Dudani and I just returned from our usual chai session at Eggies. I realize fully, how capable we guys are of, amongst other things, coming up with conversations as meaningless as the one we had today. Ironically, though, its generally in such conversations that something strikes me which keeps me thinking for a long time. {I must admit that thinking is not the precise word but then to most people who read this blog the words like ' reflection' are not bound to make much sense and hence I shall 'refrain' :) }
The issue wasn't a new one. Once, casually walking down the scholars' avenue with friends, I had remarked that one thing that no one actually gets is complete happiness. I always somehow keep telling me this thing, satisfying myself by taking examples, and taking people's opinion on this. However, it was today, that I thought over it seriously. And thankfully, I must say that I have not been totally correct all this while.
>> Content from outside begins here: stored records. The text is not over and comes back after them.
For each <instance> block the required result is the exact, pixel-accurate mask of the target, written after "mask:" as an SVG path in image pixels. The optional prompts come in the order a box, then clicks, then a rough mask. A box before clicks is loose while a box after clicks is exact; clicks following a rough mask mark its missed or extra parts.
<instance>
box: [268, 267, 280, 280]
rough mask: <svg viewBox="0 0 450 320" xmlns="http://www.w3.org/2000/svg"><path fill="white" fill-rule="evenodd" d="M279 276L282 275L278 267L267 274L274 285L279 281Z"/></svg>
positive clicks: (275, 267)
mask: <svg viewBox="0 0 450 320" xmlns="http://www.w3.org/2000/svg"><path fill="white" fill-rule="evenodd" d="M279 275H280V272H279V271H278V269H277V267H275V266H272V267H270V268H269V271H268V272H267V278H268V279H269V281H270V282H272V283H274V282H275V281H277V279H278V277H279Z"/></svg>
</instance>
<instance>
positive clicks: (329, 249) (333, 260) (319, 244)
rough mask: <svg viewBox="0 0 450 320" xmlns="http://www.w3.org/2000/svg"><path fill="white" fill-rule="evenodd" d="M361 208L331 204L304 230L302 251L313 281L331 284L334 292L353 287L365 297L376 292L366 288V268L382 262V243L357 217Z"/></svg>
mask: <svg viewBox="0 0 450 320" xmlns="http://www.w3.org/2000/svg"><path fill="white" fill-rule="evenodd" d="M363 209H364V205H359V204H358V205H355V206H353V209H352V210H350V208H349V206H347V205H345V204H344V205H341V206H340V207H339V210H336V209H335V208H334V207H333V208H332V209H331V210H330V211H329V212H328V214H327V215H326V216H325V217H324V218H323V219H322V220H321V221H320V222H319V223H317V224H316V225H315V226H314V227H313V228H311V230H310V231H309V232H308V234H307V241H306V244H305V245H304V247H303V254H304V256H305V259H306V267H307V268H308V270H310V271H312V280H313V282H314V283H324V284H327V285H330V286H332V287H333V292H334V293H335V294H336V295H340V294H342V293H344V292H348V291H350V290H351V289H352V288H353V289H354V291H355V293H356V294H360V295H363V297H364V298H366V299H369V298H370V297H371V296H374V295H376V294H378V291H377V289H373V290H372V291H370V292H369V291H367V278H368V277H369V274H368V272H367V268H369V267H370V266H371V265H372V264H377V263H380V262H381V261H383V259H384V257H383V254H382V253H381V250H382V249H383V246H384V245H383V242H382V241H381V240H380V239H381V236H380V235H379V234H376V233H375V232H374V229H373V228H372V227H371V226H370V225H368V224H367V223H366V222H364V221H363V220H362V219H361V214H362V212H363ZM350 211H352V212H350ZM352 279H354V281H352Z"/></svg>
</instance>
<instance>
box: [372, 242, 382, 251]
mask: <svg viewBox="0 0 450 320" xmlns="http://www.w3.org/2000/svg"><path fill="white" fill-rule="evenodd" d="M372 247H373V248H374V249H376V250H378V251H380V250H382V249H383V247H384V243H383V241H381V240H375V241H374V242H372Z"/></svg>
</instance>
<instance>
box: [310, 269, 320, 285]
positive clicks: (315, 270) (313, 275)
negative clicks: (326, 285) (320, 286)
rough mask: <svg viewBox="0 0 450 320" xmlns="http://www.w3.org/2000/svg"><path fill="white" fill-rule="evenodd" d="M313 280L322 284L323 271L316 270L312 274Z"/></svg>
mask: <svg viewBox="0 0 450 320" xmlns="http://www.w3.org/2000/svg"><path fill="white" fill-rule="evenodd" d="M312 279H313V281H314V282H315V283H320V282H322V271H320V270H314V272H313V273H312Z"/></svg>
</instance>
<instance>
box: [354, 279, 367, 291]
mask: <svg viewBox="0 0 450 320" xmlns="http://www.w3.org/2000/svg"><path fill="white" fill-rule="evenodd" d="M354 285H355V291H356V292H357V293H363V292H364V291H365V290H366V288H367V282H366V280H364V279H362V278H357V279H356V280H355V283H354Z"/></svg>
When I look at the past three months of my life, I must admit that life has taught me how to be happy. Life has been really testing at times. But the big things that life has taught me over this period is Compassion, Love Empathy and Joy.
These four define my life as nothing else does.
Compassion is a quality very tough to develop. But it is awesome. It helps you to derive happiness when you see others smile. Sadly though, by keeping this motive in mind compassion can never be developed.
Love. The cliche of the blog i must say. But then, very few people know what love is. Hence, I shall make an attempt to explain. I see it is an absolute quality and energy. It does not stop. It is the epitome of the spirits' quality- and the body's.
Our need for other people is paradoxical. At the same time that our culture is caught up in celebration of fierce independence, we also yearn for intimacy and connection with a special loved one. We focus all energy on finding the one person who we hope will heal our loneliness yet prop our illusion that we are still independent.
All I can say is that love is a beautiful thing. People find it hard to find the 'right one'. If you have it in you then every small thing in the universe is an object of love. It is infectious. I know I might not be making too much of a sense. The final word on love is that it keeps me going. Somewhere, deep within, I yearn for the 'special one' too. But not having someone in my life is not a deterrent. Doesn't stop me... To reaching out to so many people who look forward to my love. I am glad that I can give them happiness... However, shortlived it may be.
Empathy is a wonderful emotion. Again a very less understood one. Works wonderfully and in a very simple manner. When you can empathise with others a very important realization takes place. I for one realize that my problems our too small for me to be worried. There are bigger issues to think about. My aim in life is to open a company , which deals with equity investments. I very strongly wish that I may also support an NGO which deals with the issues of the girl child. It would be very satisfying if I could help in any way.
The final and the most important one is Joy. Joy is the key to my existence. Those who know me know that in any situation I might have to face in my life Joy never vanishes from my face. Inspite of all that I have learnt/done, I have tried to keep the childlike innocence in me alive. It allows me to be joyful, to smile and more importantly to value a smile.
I do not know whether this blog makes much sense to you people. Even if it does not, I would still be happy that you read it. Because, deep down I know, that someday, it will.